The home side gave starts to all four of their summer acquisitions and got off to a near perfect start as they took the lead just thirteen minutes in. Wilfried Zaha, continuing his explosive form from the previous season, did what he does best as he received the ball on the edge of the box, bamboozled three defenders and exploded in to the box, forcing John Eustace to react and tumble him down, much to the home crowd’s jubilance. Up stepped forever inconsistent playmaker Owen Garvan to fire home the penalty and lay the foundations to what turned out to be a thrilling afternoon – for neutrals and Watford fans at least.
Not disheartened by the goal evidently against the run of play, Watford pushed for an equaliser and shortly after rattling the bar through Garner, were rewarded in somewhat calamitous circumstances. Murray’s ambitious effort was spilled by the usually reliable Julian Speroni, and ginormous centre half Martin ‘leg breaker’ Taylor was on hand to bury the rebound.

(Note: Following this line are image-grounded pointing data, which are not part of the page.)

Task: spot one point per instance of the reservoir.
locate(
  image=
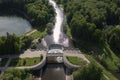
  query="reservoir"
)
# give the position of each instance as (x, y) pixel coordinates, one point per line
(16, 25)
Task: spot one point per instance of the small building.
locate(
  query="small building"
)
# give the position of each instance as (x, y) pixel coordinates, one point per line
(55, 53)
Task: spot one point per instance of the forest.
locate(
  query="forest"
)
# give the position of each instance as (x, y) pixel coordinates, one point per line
(94, 26)
(38, 12)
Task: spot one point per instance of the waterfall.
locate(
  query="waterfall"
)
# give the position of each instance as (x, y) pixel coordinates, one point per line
(58, 22)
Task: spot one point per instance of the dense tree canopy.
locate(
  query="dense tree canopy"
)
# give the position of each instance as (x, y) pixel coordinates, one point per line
(11, 44)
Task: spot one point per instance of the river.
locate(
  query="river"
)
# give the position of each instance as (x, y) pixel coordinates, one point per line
(54, 72)
(15, 25)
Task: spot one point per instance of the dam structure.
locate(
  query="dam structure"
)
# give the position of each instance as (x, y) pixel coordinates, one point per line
(55, 65)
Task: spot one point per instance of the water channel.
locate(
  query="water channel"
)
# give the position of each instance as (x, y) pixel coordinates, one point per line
(15, 25)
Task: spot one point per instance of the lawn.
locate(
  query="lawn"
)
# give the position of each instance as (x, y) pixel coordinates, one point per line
(3, 62)
(25, 61)
(76, 60)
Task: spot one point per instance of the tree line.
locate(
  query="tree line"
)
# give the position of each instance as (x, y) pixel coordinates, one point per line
(12, 44)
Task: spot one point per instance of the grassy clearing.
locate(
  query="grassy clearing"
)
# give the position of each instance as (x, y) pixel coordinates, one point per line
(25, 61)
(3, 62)
(76, 61)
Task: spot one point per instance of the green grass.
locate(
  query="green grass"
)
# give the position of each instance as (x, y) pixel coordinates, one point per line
(25, 61)
(76, 60)
(16, 74)
(3, 62)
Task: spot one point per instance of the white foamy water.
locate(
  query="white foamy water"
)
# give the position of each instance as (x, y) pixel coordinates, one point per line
(58, 24)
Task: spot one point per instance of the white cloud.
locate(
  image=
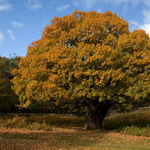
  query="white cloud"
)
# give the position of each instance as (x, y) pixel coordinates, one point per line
(4, 5)
(17, 24)
(63, 8)
(33, 4)
(1, 38)
(10, 32)
(88, 4)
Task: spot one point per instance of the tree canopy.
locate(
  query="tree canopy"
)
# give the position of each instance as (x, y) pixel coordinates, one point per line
(8, 97)
(86, 58)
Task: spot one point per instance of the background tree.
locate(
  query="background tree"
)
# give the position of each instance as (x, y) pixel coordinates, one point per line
(90, 59)
(8, 98)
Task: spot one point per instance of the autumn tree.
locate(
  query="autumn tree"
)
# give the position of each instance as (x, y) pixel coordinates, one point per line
(8, 98)
(86, 59)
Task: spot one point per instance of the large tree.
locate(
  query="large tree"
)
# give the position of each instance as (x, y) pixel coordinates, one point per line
(90, 59)
(8, 98)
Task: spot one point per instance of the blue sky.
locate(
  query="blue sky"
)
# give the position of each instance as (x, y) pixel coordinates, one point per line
(22, 21)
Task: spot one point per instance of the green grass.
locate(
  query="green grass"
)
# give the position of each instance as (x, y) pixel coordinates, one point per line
(137, 119)
(40, 122)
(65, 133)
(70, 139)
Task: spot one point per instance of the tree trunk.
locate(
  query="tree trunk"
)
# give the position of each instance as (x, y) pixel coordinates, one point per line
(95, 114)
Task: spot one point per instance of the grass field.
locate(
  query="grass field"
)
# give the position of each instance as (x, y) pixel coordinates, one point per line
(65, 133)
(70, 139)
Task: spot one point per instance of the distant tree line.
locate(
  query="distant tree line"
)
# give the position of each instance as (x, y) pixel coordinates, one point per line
(9, 101)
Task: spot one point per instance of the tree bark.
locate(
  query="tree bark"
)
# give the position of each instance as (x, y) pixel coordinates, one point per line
(95, 114)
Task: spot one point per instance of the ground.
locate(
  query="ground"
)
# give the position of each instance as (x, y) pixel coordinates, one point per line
(73, 138)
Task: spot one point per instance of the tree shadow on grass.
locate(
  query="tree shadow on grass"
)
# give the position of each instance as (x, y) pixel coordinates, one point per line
(67, 138)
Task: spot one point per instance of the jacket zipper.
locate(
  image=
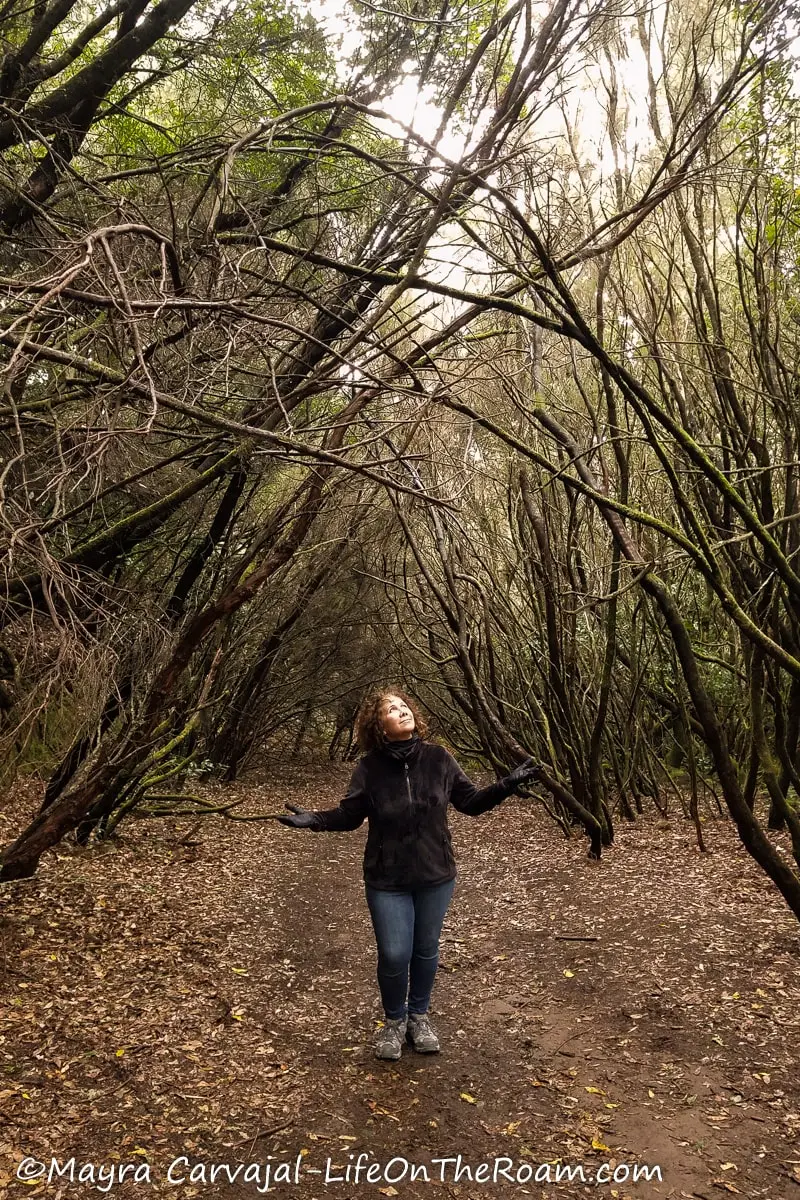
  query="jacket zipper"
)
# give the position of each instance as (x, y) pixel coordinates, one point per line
(408, 784)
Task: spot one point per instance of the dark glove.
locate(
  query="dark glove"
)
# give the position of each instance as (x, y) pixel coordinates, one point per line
(302, 819)
(522, 774)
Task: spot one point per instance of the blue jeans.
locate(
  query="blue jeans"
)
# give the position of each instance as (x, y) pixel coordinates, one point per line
(407, 928)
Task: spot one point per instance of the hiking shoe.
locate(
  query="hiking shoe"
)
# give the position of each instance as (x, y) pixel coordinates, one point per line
(420, 1033)
(389, 1041)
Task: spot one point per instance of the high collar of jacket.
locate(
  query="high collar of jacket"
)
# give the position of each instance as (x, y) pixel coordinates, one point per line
(407, 750)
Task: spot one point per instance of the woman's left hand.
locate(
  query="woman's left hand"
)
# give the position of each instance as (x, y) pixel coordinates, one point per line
(522, 774)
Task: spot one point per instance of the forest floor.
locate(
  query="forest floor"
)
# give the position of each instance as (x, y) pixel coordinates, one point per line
(184, 1007)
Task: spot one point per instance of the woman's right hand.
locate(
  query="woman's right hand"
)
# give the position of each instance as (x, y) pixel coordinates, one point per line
(301, 819)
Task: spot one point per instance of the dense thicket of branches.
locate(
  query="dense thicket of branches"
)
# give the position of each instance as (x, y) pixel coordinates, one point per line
(296, 399)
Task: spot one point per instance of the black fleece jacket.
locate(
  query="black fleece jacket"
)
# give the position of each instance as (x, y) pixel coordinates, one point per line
(405, 801)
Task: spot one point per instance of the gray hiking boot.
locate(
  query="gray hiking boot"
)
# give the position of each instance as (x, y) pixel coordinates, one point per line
(389, 1039)
(420, 1033)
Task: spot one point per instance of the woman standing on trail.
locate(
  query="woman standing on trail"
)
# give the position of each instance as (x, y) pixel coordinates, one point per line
(402, 786)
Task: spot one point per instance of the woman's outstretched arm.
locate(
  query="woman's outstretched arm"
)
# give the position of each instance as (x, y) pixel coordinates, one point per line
(349, 813)
(473, 801)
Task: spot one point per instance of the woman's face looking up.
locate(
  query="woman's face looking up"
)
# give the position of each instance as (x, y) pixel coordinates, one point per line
(396, 719)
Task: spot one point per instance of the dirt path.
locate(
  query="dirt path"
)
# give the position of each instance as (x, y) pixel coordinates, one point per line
(216, 1003)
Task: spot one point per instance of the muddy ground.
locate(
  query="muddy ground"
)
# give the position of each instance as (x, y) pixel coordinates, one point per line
(180, 1007)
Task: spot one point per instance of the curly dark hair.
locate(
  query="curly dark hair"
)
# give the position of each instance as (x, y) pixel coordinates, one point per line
(368, 730)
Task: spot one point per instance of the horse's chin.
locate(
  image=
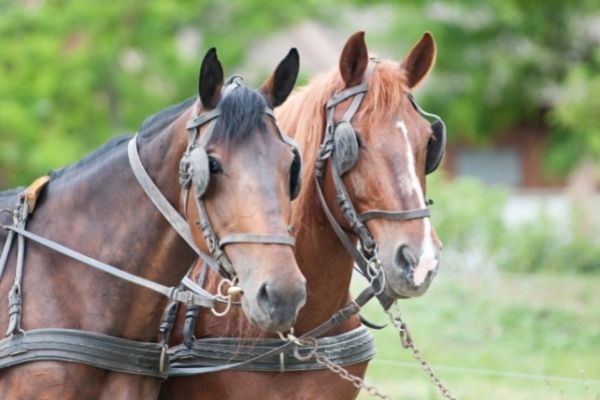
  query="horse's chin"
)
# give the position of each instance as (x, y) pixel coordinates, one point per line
(400, 285)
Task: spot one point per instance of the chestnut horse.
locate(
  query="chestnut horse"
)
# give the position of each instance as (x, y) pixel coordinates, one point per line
(389, 174)
(97, 208)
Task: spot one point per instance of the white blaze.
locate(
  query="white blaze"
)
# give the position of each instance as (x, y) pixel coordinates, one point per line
(411, 184)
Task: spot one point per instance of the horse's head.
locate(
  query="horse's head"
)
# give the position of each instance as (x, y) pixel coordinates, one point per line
(243, 175)
(383, 153)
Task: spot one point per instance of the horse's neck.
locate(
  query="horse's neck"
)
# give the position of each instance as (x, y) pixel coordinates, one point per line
(327, 267)
(103, 212)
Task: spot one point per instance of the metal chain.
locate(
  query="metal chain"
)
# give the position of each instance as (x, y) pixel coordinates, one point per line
(353, 379)
(322, 360)
(407, 343)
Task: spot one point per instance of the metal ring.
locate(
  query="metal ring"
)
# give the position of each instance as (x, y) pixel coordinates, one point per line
(312, 353)
(225, 311)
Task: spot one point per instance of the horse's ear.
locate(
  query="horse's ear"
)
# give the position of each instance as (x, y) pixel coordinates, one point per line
(354, 59)
(420, 60)
(210, 80)
(279, 85)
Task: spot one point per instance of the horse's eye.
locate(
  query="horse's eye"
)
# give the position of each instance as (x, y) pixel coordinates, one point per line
(213, 166)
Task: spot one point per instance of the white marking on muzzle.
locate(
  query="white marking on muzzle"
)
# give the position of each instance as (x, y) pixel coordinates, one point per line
(427, 260)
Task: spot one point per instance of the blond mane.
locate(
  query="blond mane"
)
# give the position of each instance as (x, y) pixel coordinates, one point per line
(302, 116)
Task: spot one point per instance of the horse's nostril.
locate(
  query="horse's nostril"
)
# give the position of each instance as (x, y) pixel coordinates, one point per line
(264, 300)
(405, 258)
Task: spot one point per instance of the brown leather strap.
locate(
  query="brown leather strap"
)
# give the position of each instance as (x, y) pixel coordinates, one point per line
(33, 192)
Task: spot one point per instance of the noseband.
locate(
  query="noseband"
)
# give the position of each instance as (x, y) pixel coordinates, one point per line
(341, 146)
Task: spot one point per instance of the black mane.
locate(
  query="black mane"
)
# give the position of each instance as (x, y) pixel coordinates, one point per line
(241, 114)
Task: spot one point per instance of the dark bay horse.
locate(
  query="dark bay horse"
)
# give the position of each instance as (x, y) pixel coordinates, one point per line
(97, 208)
(396, 149)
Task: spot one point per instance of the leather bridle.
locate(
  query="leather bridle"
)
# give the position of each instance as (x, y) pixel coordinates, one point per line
(218, 259)
(365, 256)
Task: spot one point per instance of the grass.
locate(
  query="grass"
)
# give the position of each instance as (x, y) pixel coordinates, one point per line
(496, 338)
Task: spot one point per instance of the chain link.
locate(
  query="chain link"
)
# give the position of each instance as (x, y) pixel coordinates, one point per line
(322, 360)
(353, 379)
(407, 343)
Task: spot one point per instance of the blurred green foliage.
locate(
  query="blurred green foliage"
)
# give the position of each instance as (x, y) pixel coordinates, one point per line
(470, 219)
(73, 73)
(508, 63)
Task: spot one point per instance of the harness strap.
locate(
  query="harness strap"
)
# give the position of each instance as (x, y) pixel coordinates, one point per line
(257, 238)
(348, 348)
(172, 293)
(5, 252)
(178, 368)
(21, 212)
(90, 348)
(163, 205)
(32, 193)
(378, 283)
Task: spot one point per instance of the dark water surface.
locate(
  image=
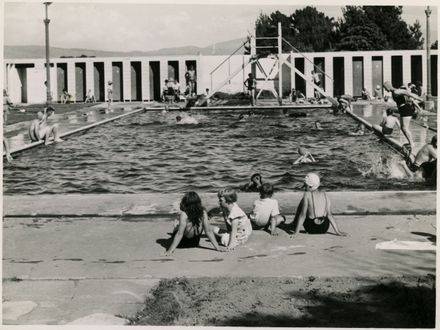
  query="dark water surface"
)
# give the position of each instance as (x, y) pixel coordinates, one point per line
(150, 152)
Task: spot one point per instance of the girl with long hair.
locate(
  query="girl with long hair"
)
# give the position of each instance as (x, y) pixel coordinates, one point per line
(193, 220)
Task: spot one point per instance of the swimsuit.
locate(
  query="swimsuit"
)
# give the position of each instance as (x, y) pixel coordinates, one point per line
(317, 225)
(405, 109)
(190, 242)
(387, 131)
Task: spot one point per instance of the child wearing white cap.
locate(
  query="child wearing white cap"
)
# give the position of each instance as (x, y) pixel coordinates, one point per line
(314, 210)
(266, 213)
(237, 222)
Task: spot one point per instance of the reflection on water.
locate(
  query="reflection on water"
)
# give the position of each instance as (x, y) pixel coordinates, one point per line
(150, 152)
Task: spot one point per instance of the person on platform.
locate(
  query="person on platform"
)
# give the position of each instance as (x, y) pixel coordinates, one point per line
(250, 83)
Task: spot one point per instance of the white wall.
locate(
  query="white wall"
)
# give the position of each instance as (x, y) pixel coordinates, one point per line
(205, 65)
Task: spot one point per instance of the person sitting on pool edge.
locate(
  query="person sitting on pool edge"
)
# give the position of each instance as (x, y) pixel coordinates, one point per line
(388, 122)
(314, 210)
(305, 156)
(193, 220)
(266, 213)
(40, 128)
(254, 184)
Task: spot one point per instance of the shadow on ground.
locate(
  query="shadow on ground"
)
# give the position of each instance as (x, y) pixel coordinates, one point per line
(385, 302)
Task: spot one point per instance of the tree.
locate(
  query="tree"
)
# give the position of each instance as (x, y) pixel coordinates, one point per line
(377, 27)
(312, 30)
(306, 29)
(358, 32)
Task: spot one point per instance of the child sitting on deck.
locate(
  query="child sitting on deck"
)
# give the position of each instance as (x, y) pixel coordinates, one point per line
(314, 210)
(238, 225)
(266, 212)
(388, 122)
(193, 219)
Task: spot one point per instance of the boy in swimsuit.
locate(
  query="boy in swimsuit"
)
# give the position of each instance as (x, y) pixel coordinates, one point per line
(40, 128)
(388, 123)
(238, 225)
(266, 213)
(314, 210)
(425, 162)
(193, 220)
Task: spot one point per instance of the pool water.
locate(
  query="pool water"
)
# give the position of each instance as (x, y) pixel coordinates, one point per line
(151, 152)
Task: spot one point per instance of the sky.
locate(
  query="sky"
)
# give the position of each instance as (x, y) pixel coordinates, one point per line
(117, 26)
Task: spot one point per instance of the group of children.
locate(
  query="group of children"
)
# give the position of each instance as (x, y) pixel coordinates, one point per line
(313, 214)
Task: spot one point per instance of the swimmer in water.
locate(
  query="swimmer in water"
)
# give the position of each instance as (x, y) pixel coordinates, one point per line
(359, 131)
(305, 156)
(388, 122)
(318, 126)
(186, 119)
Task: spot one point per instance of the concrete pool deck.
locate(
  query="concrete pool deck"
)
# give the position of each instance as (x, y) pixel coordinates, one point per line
(59, 269)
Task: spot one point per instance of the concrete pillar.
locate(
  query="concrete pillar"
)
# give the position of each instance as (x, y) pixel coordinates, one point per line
(329, 74)
(348, 71)
(406, 67)
(387, 67)
(164, 73)
(54, 83)
(126, 78)
(182, 71)
(71, 79)
(368, 73)
(90, 82)
(292, 72)
(145, 69)
(108, 76)
(308, 67)
(424, 75)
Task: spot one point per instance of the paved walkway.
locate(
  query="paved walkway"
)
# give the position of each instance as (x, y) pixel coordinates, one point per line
(89, 270)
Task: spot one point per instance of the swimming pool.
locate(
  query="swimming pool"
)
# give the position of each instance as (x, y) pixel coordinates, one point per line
(150, 152)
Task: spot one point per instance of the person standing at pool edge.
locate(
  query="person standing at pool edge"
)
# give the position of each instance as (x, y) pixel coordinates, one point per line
(314, 210)
(250, 84)
(402, 97)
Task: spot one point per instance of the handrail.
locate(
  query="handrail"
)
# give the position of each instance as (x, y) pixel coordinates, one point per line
(215, 69)
(295, 49)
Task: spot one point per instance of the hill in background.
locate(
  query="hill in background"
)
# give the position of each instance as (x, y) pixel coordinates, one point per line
(22, 52)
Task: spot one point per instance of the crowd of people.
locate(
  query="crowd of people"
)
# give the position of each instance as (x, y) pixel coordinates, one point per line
(313, 215)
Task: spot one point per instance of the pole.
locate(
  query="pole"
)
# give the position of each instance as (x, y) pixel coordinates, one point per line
(280, 63)
(46, 24)
(428, 104)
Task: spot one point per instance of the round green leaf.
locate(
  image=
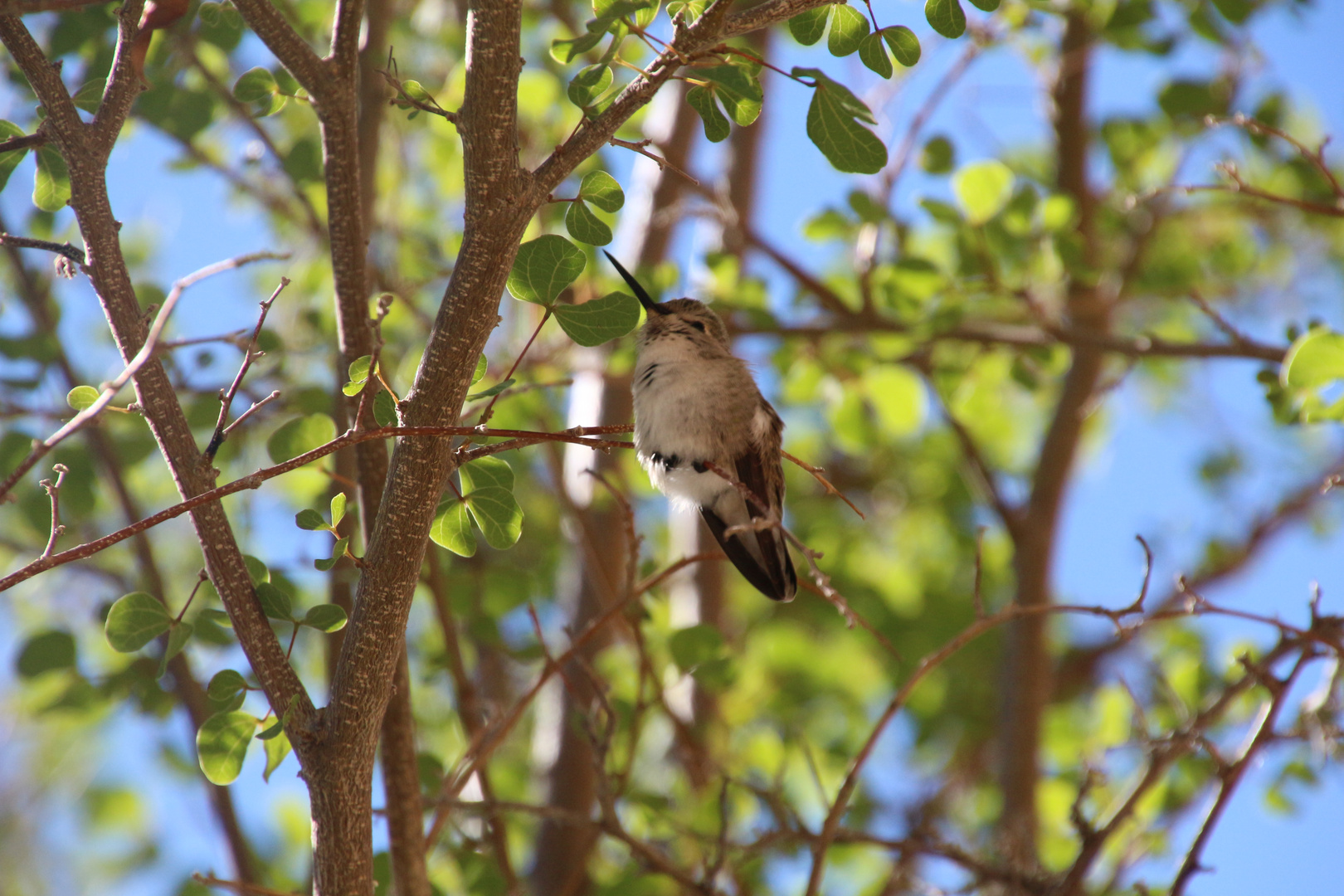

Half an hour in, having resorted to the long ball due to our inability to make more than three passes between our midfield, Speroni’s long searching clearance was eventually brought down by the seemingly prolific Garvan, who showed a couple of nice touches before poking past Arsenal reject Manuel Almunia. So that was that for Dougie Freedman. Mission complete. We had the lead at half time so all that was left to do was sit back, invite pressure on the defence and hope for the best. Some things never change eh?
A comment on a Palace message board after the game summed up the performance. ‘Watford were poor, we were just worse.’ A distinct lack of communication and passing ability in the middle of the park saw our defence launch balls at the head of Aaron Wilbraham all afternoon, and on the rare occasion he won the header against their colossal defence there were no runners alert enough to penetrate. From then on the outcome was inevitable, and for the young Palace fans who had been looking forward to this game all summer it was heartbreaking. Watford’s super cool shirt sponsor of computer game ‘Football Manager’ seemed appropriate, as Zola’s Udinese super-sub Matej Vydra changed the game, a change reminiscent of the time Leigh Griffiths hopped off the bench to secure the Champions League for my Palace side against Barcelona one Friday night in my living room.
A menace to The Eagles from his introduction, Vydra’s movement caused problems and he troubled Speroni on a few occasions. From a Palace perspective, the second half was a boring encounter, made worse when another loanee pinched from Serie A, Almen Abdi, struck from 25 yards in the 88th minute as the away end erupted and the home end simultaneously emptied. So that’s it, we’d thrown away a lead, but a point on the opening day was okay right? Wrong. Deep into injury time, Palace’s defence, three of whom were debutants anyway, failed to clear their lines and the ball fell to the impressive Vydra, who bent the ball into the top corner as Speroni could only stand and watch.
A disappointing day for so many reasons, particularly as Freedman’s naive and negative tactics of last year seem to have continued and no improvement or progress has been made, both on and off the pitch. With many fans starting to call for his head already, it is going to need to be a huge turnaround before Freedman can start to feel comfortable again, as if we see many more performances akin to yesterday’s then relegation beckons. Fair play to Watford for digging deep and getting a deserved win, I just pray Freedman has a few signings up his sleeve otherwise the season could be over when it has barely just begun.